On August 22nd, 2019, IDUG (International Db2 User Group) hosted a joint conference with IIUG (International Informix User Group) in Mexico City at the Hilton Mexico City Reforma to discuss the latest news in the world of hybrid data management.
Les King – IBM Director of Hybrid Data Management Solutions – was on hand to discuss news about Db2 11.5 and the greater Db2 roadmap for the future. Overall, there is a huge focus on AI in the marketplace today, and information architecture is key to having a successful AI architecture – or as Les put it, “No AI without an IA.” As Db2 is focused on the collect rung of the AI ladder, the focus in 11.5 is to ensure maximum success in the collect phase while allowing for the covering of all types of workloads including OTLP, OLAP, BIG and EVENT. Additionally, IBM has invested heavily in developing a Common SQL Engine, to ensure that SQL and non-SQL applications work seamlessly together. Ultimately, 11.5 will follow a very similar continuous delivery paradigm as displayed with 11.1, with a steady release of function through GA and subsequent modification updates. Even with the release of 11.5, support for 11.1 will continue on for the foreseeable future, with support for 10.5 ending on April 30th, 2020.
Mike Springgay – IBM STSM Db2 Warehouse Common Engine Architect – was also present to present on what new can be expected in 11.5. Mike highlighted that because there is no one dominant SQL dialect, it makes it harder for customers to move from one dialect to another effectively and efficiently.
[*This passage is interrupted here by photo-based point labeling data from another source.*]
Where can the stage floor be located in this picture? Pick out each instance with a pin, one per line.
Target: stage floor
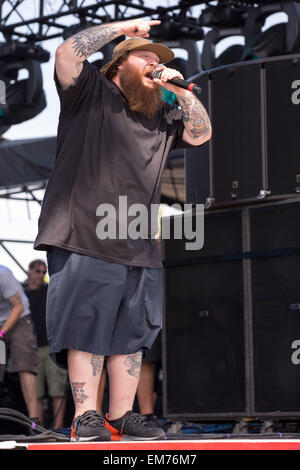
(172, 445)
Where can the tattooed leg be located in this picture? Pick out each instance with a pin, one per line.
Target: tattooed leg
(133, 364)
(97, 364)
(124, 373)
(79, 394)
(84, 373)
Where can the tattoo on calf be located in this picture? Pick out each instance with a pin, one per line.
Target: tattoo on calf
(90, 40)
(79, 394)
(97, 361)
(15, 300)
(134, 364)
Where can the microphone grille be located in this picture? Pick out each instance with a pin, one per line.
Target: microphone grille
(156, 73)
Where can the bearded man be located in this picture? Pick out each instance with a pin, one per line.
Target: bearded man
(105, 293)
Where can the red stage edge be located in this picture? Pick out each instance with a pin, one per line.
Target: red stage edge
(230, 444)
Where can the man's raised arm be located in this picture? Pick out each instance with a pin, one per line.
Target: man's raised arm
(75, 50)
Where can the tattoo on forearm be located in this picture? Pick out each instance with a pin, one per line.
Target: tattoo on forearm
(133, 363)
(90, 40)
(79, 394)
(196, 120)
(97, 361)
(79, 68)
(15, 300)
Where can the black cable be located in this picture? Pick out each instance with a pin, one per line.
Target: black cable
(19, 418)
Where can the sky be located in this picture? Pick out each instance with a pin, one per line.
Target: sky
(19, 220)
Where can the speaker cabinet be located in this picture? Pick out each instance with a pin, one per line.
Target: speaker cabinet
(253, 153)
(232, 316)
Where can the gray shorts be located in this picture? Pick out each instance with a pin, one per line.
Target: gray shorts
(100, 307)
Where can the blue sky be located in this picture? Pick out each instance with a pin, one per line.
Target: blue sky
(18, 219)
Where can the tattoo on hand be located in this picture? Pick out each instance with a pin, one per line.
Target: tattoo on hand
(90, 40)
(195, 117)
(79, 394)
(97, 361)
(134, 364)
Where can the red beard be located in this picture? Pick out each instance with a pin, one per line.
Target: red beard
(140, 98)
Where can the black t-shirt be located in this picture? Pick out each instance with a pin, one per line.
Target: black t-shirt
(105, 151)
(37, 301)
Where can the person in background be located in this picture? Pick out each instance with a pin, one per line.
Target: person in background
(48, 372)
(16, 329)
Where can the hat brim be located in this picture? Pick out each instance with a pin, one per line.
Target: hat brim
(164, 53)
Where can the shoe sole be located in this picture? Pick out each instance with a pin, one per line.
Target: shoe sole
(126, 437)
(89, 439)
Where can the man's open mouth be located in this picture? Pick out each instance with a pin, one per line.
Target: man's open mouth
(149, 75)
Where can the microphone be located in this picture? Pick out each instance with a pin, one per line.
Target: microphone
(157, 73)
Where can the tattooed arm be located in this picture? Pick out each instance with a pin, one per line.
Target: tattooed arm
(196, 121)
(75, 50)
(17, 309)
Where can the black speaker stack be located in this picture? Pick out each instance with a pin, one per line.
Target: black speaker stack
(231, 337)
Ultimately, the goal of 11.5 is to embrace these syntax differences and to make life easier for the user through syntax toleration. The Database Conversion Workbench helps with the upfront evaluation and basic conversion capabilities needed to make this happen and is available as an offline syntax tool to decipher whether a given syntax should be compatible with Db2. The Database Conversion Workbench is available in two different offerings: the IBM Database Harmony Profiler (a lightweight GUI for easy up-front evaluation) and IBM Database Conversion Workbench (an Eclipse-based IDE best suited for conversions requiring manual modifications and database access).